June 24, 2019 (LBO) – Sri Lanka is set to tap the credit markets for the second time this year. A sovereign bond is to be floated at interest rates that are even more attractive than the recent US$2.5bn issuance in March.
Timing is good. Interest rates in the United States have sharply dropped in recent weeks as the U.S. Federal Reserve has softened its monetary policy outlook. Bonds throughout the world are rallying as markets adapt to the the new global interest rate backdrop.
If the current prudent management of monetary policy continues, Sri Lanka should be able to get this sovereign bond offering done, and secure its foreign reserve position for the next few years.

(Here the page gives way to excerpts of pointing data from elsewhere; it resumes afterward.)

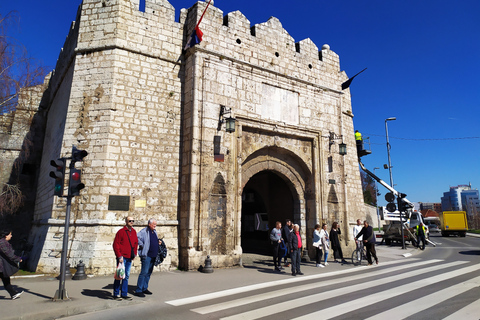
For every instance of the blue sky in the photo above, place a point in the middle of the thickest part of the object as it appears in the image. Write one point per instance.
(423, 60)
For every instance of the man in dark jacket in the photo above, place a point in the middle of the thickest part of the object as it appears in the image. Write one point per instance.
(286, 231)
(369, 241)
(295, 245)
(125, 247)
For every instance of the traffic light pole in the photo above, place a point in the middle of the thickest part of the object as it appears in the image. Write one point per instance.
(73, 189)
(61, 293)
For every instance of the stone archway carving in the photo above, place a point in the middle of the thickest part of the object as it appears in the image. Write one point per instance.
(292, 170)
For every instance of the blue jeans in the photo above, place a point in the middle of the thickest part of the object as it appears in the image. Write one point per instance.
(147, 268)
(116, 283)
(295, 255)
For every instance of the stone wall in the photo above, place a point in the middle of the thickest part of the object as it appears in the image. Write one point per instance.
(148, 114)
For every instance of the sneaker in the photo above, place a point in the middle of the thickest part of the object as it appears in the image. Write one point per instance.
(16, 295)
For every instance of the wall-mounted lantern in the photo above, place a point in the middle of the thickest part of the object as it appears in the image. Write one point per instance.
(342, 147)
(229, 122)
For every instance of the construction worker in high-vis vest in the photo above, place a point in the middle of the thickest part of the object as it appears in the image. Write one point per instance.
(359, 140)
(421, 235)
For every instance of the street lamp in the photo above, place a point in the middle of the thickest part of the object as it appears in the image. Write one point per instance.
(391, 178)
(388, 150)
(376, 199)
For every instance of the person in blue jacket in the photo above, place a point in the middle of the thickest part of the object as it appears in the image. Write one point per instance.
(148, 247)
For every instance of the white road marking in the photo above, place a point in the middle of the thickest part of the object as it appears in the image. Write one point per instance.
(470, 312)
(229, 292)
(350, 306)
(300, 302)
(405, 310)
(316, 285)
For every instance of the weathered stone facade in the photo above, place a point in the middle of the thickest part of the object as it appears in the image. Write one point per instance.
(149, 116)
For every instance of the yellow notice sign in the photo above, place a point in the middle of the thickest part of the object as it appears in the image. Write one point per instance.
(140, 203)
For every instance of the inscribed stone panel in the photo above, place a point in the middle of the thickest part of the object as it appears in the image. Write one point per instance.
(279, 104)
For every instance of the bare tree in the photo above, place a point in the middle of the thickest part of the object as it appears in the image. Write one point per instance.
(19, 74)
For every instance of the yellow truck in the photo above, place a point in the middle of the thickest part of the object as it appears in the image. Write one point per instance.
(454, 222)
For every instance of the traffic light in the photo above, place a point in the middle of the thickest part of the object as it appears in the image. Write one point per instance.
(75, 183)
(391, 207)
(78, 155)
(58, 175)
(403, 205)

It is fascinating how Sri Lanka finds itself in such a stable position after going through an economic downturn, constitutional crisis, political uncertainty ahead of impending elections, racial and religious tensions, and one of the worst global acts of terrorism in recent history.

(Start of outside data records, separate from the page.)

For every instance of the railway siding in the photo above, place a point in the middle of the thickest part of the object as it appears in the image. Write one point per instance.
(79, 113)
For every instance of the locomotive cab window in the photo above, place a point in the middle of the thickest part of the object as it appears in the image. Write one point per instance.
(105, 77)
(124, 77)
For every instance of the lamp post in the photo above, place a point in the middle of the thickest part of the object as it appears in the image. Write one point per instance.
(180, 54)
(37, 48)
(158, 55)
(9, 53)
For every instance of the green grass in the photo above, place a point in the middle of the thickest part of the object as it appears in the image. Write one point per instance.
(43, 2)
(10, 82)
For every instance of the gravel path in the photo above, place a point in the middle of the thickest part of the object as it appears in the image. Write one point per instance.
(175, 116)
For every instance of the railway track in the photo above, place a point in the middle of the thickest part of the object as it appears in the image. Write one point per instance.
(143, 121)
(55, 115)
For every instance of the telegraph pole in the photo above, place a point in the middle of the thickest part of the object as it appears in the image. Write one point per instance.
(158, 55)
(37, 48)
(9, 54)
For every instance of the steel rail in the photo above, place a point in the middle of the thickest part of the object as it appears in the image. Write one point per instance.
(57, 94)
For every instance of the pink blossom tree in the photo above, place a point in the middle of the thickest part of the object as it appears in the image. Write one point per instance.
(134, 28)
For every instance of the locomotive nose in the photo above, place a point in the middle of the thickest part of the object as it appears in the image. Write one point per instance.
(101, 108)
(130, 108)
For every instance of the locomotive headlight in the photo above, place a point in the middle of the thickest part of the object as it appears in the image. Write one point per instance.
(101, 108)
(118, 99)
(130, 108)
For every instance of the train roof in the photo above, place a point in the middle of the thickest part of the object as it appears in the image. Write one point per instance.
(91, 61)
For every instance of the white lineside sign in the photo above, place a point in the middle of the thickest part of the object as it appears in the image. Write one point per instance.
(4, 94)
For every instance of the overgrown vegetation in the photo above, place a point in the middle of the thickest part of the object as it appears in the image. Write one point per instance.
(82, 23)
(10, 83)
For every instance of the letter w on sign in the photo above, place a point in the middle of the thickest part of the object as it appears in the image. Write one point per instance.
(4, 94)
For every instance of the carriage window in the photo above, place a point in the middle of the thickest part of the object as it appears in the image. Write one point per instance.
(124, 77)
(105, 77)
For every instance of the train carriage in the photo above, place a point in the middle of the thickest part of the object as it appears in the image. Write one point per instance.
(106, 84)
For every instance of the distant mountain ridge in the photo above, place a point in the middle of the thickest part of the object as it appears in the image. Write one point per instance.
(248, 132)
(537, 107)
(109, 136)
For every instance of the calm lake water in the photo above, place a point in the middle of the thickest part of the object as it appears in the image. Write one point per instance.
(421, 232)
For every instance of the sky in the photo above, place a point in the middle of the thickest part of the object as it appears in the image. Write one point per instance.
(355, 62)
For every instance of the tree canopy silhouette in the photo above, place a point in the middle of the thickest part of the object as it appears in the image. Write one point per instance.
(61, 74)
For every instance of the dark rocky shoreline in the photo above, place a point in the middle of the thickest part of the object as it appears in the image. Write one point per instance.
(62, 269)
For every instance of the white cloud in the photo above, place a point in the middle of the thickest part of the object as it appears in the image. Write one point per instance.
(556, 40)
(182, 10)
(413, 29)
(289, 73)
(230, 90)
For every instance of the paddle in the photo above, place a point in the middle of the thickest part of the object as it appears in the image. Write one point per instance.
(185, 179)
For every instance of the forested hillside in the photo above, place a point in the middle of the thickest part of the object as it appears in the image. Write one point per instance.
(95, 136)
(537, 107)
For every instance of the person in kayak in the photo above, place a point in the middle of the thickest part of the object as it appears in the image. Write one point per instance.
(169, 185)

The Sri Lankan economy has taken all these hits, but after the sovereign bond offering, the country’s economy will find itself with one of the most solid foundations in recent memory. Despite much fear mongering, there are no indications of any Sri Lankan debt or currency crises on the horizon. With the upcoming bond offering all but done, those storms have passed. The resilience of the Sri Lankan economy in the face of countless shocks never ceases to amaze.

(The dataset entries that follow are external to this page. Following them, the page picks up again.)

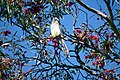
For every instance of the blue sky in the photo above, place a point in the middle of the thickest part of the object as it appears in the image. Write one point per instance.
(67, 22)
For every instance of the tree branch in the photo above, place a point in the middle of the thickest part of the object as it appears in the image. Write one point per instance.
(113, 27)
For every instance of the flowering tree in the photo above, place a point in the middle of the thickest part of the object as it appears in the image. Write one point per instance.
(32, 53)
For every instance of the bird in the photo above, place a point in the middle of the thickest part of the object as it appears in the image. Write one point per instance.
(56, 32)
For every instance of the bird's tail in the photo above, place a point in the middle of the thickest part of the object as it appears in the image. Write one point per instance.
(64, 48)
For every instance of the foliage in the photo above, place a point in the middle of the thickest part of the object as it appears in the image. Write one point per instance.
(32, 53)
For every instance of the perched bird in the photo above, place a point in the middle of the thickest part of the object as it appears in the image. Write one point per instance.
(56, 32)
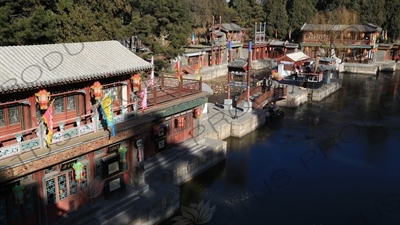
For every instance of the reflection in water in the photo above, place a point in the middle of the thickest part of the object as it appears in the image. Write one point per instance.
(333, 162)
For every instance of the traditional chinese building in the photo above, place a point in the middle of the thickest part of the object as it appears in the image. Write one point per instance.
(76, 120)
(355, 43)
(215, 50)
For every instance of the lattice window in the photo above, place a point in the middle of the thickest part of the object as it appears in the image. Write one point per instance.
(99, 170)
(73, 185)
(81, 158)
(71, 103)
(51, 191)
(16, 213)
(13, 115)
(62, 186)
(30, 200)
(50, 170)
(59, 105)
(3, 211)
(84, 182)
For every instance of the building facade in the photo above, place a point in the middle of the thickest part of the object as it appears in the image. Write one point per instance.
(60, 90)
(353, 43)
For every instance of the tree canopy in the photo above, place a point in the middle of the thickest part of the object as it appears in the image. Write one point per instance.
(166, 25)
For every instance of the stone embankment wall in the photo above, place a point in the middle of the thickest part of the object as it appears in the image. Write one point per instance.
(360, 69)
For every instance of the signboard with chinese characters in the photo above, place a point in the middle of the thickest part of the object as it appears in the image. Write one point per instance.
(238, 84)
(113, 148)
(67, 165)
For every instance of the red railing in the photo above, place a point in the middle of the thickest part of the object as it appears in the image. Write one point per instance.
(328, 41)
(272, 94)
(33, 138)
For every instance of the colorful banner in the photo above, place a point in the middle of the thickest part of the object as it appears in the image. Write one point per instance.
(144, 99)
(106, 108)
(178, 75)
(199, 67)
(47, 119)
(152, 72)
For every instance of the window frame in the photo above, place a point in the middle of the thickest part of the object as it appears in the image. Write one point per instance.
(56, 174)
(117, 101)
(65, 114)
(8, 128)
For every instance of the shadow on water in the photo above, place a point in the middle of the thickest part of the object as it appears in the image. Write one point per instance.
(332, 162)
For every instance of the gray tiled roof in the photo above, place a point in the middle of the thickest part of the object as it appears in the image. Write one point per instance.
(231, 27)
(338, 27)
(277, 43)
(238, 63)
(23, 67)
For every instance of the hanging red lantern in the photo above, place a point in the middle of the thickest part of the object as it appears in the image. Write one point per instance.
(156, 129)
(181, 121)
(96, 90)
(197, 113)
(43, 98)
(136, 82)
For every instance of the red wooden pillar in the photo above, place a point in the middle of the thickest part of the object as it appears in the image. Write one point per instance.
(40, 191)
(229, 87)
(32, 109)
(128, 90)
(201, 84)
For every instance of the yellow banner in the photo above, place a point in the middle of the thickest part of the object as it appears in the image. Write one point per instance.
(106, 104)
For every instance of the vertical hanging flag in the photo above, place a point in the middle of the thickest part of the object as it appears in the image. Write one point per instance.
(47, 119)
(106, 108)
(199, 67)
(177, 69)
(144, 99)
(152, 72)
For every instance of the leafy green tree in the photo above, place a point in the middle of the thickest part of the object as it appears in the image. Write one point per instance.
(372, 11)
(348, 4)
(277, 18)
(26, 23)
(249, 12)
(200, 12)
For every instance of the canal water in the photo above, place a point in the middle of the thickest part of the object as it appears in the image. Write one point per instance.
(332, 162)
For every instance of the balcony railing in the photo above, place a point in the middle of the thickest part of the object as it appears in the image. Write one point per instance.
(328, 41)
(35, 137)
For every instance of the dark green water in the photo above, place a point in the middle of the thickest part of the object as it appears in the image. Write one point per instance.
(333, 162)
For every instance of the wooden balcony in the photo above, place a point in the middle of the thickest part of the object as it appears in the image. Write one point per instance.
(260, 99)
(327, 41)
(35, 137)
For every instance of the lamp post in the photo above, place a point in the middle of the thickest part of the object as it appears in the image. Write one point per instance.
(235, 105)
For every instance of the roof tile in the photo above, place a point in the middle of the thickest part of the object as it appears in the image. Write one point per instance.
(35, 65)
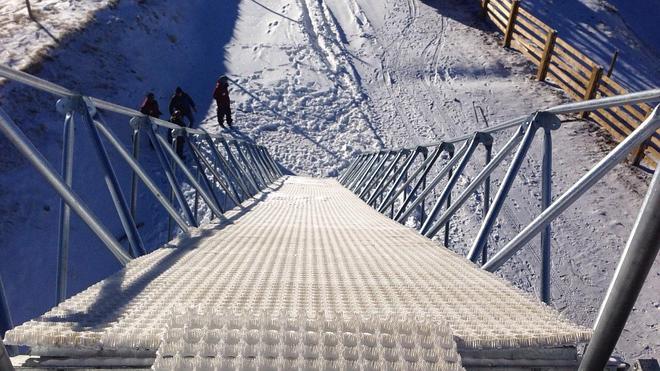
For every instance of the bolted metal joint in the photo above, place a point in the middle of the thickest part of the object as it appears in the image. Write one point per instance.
(139, 122)
(545, 120)
(484, 138)
(76, 103)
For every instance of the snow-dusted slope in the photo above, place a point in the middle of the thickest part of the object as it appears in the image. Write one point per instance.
(24, 41)
(317, 82)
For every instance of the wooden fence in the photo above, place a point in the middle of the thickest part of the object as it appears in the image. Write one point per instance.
(579, 76)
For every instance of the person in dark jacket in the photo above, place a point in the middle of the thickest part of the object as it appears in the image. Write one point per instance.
(149, 106)
(179, 141)
(221, 96)
(182, 102)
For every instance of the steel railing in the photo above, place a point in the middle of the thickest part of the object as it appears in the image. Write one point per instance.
(223, 168)
(403, 190)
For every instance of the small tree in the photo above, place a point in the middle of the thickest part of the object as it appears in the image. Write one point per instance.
(27, 4)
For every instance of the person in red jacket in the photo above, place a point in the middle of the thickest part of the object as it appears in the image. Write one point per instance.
(221, 96)
(149, 106)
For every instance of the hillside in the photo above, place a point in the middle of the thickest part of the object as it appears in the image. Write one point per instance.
(316, 82)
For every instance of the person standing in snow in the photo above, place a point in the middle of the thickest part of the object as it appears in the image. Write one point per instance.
(150, 107)
(221, 96)
(182, 102)
(179, 140)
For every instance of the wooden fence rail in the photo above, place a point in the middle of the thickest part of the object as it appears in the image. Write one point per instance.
(579, 76)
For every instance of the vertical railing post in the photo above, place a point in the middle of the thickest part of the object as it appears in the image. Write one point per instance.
(65, 211)
(233, 173)
(135, 142)
(6, 323)
(140, 172)
(546, 200)
(548, 49)
(385, 203)
(248, 169)
(387, 176)
(204, 162)
(111, 181)
(175, 187)
(422, 210)
(636, 262)
(508, 34)
(210, 202)
(447, 224)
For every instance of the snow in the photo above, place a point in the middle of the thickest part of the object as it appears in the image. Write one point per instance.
(318, 82)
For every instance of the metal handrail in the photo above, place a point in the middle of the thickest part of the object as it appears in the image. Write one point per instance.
(217, 173)
(562, 109)
(637, 258)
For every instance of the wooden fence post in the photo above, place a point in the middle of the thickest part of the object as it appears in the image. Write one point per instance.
(590, 93)
(29, 8)
(484, 7)
(612, 63)
(512, 22)
(547, 55)
(639, 153)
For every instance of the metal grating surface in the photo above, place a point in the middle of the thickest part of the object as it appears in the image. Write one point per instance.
(309, 246)
(315, 341)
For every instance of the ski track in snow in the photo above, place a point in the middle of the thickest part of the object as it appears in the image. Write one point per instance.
(318, 81)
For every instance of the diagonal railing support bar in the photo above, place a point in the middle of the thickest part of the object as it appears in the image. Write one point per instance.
(479, 138)
(365, 172)
(82, 109)
(374, 174)
(387, 177)
(181, 165)
(175, 187)
(540, 119)
(639, 135)
(207, 183)
(636, 262)
(358, 170)
(254, 164)
(142, 175)
(481, 177)
(27, 149)
(359, 163)
(546, 200)
(217, 176)
(274, 164)
(401, 174)
(350, 169)
(232, 173)
(245, 173)
(64, 231)
(409, 204)
(248, 169)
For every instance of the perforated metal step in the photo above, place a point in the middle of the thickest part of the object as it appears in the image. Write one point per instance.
(307, 246)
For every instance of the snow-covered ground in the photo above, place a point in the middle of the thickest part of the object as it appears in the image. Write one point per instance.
(317, 82)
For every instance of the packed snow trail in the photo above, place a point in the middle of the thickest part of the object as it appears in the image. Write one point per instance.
(318, 81)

Credit should go to where credit is due. Governor Indrajit Coomaraswamy and the Central Bank of Sri Lanka (CBSL) have done yeoman’s service to the nation in keeping her economy on solid footing.
Without a doubt the economy is weak. Growth for 2019 is likely to be the lowest in recent history with estimates of GDP growth at less than 3%. However, considering the backdrop in which the CBSL has had to operate, the performance is not at all that bad.
The CBSL can’t control politics. Neither can it control security, or global economic volatility. What the CBSL can manage are interest rates, money supply, currency volatility, debt management, and regulation of financial institutions. They have managed these aspects very well.
The CBSL has done its job. The economy has a strong foundation on which to build. They are now relaxing monetary policy in order to help drive economic growth. Now it’s up to the political leadership to get its act together and get the economy going.